In the lead, Melanie Lynskey is frisky and endlessly resourceful, while Blythe Danner is a powerhouse as her overbearing mom. Extras include Louiso and Lynsky interviews.
Seven Psychopaths
(Sony)
Martin McDonough returns with another twisted tale of crazy gangsters, this time with a dollop of dog napping. McDonough’s problem (as in In Bruges) is that what works onstage in his plays (notably A Behanding in Spokane) sits inertly onscreen as various idiots out-mock one another before shooting one another dead.

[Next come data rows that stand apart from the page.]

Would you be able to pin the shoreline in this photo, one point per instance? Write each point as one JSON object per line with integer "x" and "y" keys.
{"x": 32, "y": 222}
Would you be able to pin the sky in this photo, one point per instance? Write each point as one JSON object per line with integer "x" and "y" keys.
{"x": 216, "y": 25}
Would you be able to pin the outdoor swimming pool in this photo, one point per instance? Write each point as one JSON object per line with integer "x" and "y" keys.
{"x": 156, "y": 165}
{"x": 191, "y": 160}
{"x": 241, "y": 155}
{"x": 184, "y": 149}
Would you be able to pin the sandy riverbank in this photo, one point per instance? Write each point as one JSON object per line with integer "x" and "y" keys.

It’s a yuckfest in both the comic and violent senses that its cast obviously enjoys—in a better movie, Christopher Walken, Colin Farrell, Sam Rockwell and Woody Harrelson would not quickly turn annoying, while invaluable Abbie Cornish and Olga Korylenko are mercilessly wasted. Extras include featurettes and interviews.
17 Girls
(Strand)
Based on a true story of a group of Massachusetts high school students who got pregnant around the same time and scandalized their town, sisters Delphine and Muriel Coulin’s debut film relocates to their grubby hometown of Lorient in northern France.
Although Jean-Louis Vialard’s photography gleamingly captures the lives of those stuck in this nothing town, the sisters’ insistence on refusing to take a stance (moral or otherwise) on their naïve teen protagonists prevents 17 Girls from taking flight. Their actresses, led by The Class’ Louise Grinberg, are superb, but they can’t overcome stereotypes.
Whores’ Glory
(Kino)
In this scrupulously non-judgmental examination of prostitutes across several continents and cultures, director Michael Glawogger simply records how these women are treated by johns and madams alongside how they perceive one another outside of work.
Similar to Frederick Wiseman, Glawogger simply sits back and observes, although by film’s end, 120 minutes of much repetitiveness makes the whole much less than the sum of its parts.
CDs of the Week
Britten
(Channel Classics)
This fine recording of a trio of Benjamin Britten’s most enduring compositions—the song cycles Les Illuminations and Serenade and the orchestral Frank Bridge Variations—begins the Britten centenary (he was born in 1913) auspiciously.
Soprano Barbara Hannigan sounds exquisite in the lovely Illuminations, tenor James Gilchrist and horn player Jasper de Waal wax lyrical throughout Serenade, and the Amsterdam Sinfonietta under Candida Thompson’s leadership give the  Bridge Variations a great workout. The spacious surround sound underlines Britten’s orchestral writing genius.
Brundibar
(Hyperion)
In the 90s, Entartete musik (degenerate music)—by composers killed or displaced by the Nazis—was in vogue with dozens of welcome recordings: this new CD of works by four of them returns their vital voices to listeners.
Hans Krasa’s delightful suite from his children’s opera Brundibar, Viktor Ullmann’s piercing String Quartet No 3, Gideon Klein’s playful String Trio and Pavel Haas’s absorbing and monumental String Quartet No. 2 are brilliantly played by members of the immensely talented Nash Ensemble, which brings this forgotten music front and center again.